Interest rates rose following a recent Federal Reserve announcement, and could continue higher as the new year kicks off.
On December 14, 2016, the Fed raised a key overnight bank-to-bank lending rate by .25 percent. Even though this is a short-term rate, it also impacts longer-term home loan rates.
Rates on 30-year fixed mortgages rose about .5 percent between the election and this Fed meeting — causing monthly payments on a $300,000 loan to rise $85 per month and payments on a $600,000 loan to rise $172 per month. The Fed cited inflationary concerns, and rising inflation causes rising mortgage rates. Accordingly, rates rose following the Fed decision and could continue higher to start 2017, albeit at a slower pace than from the election to present.
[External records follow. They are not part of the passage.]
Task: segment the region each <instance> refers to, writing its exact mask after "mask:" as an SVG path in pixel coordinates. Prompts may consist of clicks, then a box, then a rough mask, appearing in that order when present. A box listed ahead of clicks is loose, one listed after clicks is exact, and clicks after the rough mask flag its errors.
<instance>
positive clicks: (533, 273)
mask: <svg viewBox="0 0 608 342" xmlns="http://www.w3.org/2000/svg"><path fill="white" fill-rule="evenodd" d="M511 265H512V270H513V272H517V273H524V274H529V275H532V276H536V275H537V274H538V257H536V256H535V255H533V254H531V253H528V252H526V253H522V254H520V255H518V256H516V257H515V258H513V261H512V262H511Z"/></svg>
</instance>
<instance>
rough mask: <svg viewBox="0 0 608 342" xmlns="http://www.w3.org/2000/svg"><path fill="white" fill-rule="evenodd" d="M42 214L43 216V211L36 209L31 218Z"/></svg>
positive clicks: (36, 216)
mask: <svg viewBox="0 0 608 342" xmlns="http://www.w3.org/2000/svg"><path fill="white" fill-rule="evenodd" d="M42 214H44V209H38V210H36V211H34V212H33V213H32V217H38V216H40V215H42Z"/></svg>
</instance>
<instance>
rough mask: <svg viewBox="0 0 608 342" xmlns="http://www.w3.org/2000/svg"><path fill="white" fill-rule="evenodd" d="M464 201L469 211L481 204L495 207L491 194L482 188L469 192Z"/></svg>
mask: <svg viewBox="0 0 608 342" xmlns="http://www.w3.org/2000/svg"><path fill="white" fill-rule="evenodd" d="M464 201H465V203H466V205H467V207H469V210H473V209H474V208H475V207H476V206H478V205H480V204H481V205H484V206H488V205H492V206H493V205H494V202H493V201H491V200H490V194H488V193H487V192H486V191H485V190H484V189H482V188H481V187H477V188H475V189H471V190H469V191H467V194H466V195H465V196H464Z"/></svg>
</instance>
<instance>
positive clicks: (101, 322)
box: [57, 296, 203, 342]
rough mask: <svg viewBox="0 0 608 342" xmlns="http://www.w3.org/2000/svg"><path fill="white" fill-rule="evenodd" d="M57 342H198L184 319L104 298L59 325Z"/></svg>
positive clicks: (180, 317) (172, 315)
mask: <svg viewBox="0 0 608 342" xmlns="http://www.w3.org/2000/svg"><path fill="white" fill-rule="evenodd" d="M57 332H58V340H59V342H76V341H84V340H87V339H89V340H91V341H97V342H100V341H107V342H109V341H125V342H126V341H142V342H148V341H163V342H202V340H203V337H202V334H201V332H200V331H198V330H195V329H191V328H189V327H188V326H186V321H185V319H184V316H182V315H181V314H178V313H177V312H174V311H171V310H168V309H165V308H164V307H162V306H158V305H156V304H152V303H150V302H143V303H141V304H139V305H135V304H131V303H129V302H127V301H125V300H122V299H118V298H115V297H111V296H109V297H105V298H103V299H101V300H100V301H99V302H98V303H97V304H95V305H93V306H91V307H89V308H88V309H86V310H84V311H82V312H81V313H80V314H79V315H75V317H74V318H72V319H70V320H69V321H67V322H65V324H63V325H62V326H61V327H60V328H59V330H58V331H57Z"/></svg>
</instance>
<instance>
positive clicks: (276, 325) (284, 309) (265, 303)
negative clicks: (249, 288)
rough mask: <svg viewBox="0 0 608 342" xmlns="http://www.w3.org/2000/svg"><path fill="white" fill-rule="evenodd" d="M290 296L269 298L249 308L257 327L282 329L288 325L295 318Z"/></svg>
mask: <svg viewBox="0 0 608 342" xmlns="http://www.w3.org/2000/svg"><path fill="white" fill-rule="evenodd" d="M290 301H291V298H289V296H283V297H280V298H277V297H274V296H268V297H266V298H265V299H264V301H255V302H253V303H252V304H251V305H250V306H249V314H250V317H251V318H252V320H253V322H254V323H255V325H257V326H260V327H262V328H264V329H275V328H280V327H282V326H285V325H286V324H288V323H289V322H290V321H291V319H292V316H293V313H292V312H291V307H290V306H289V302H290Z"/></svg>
What does this mean for homeowners?
If you have a home equity line of credit (HELOC), your rate will rise by .25 percent on your next payment as a result of this Fed decision. On top of this, HELOC rates will rise three more times in 2017, according to the Fed’s guidance on December 14.
HELOCs are tied to a margin plus the prime rate, which is now at 3.75 percent. If you have a normal HELOC margin of about 2 percent, that means your HELOC rate will be 5.75 percent on your next payment, and will keep rising as the Fed hikes rates in 2017.
How much will it rise? Over the past 20 years, the prime rate has averaged 5.39 percent, and the high was 9.5 percent. It’s easy to forget prime was this high because it’s been 3.25 percent for seven of the last eight years, but if you add a 2 percent HELOC margin to a prime average of 5.39 percent, a HELOC rate would be 7.39 percent. On a $100,000 HELOC, this increases monthly interest cost by $137 per month versus today.
Compared to a 20-year fixed rate second mortgage rate, the projected HELOC rate is about 1 percent higher. On a $100,000 loan, this means a fixed rate second mortgage has about $85 less interest cost per month.
Switching to the fixed rate now will protect your budget later.
Also, even with first mortgage rates spiking .5 percent since November, there are still about 4 million homeowners who will benefit mathematically from a refinance of their first mortgage.
With home price increases in recent years, this means it’s also possible to eliminate your second mortgage by combining it with a new first mortgage.
What does this mean for home buyers?
Lenders use a debt-to-income (DTI) ratio to qualify you for a home purchase, which is calculated by dividing your housing and non-housing debt by your income.
On loans up to $424,100 (or $636,150 in high-priced areas), this DTI ratio can’t exceed 43 percent, and rising rates push this ratio higher. But not as much as you might think.
Rates have risen .5 percent since the election, which sounds like a lot, but it only adds about 1 percent to your qualifying DTI. Often you can make up for this 1 percent by paying down non-housing debt like credit cards instead of compromising on your home search by reducing your purchase price.
If you were previously qualified for a loan up to $424,100 (or $636,150 in high-priced areas) with a DTI well below 43 percent, you’re fine. If you were close to that threshold, it’s time to renew your pre-approval to make sure you still qualify for your target home price.
On loans greater than $424,100 (or $636,150 in high-priced areas), there are many options where you can get a loan with a DTI higher than 43 percent.
Ask your lender to review your options before 2017
Rate markets are finally starting to normalize after nearly a decade since the financial crisis. This means the economy is improving, which will continue to help the housing market improve.
But it also means it’s time to take a fresh look at your loan strategy before the market changes more — this goes for homeowners as well as buyers.
The holidays are very busy, but markets won’t wait for you. So talk to your lender about how these recent rate moves impact you, and how to get properly positioned.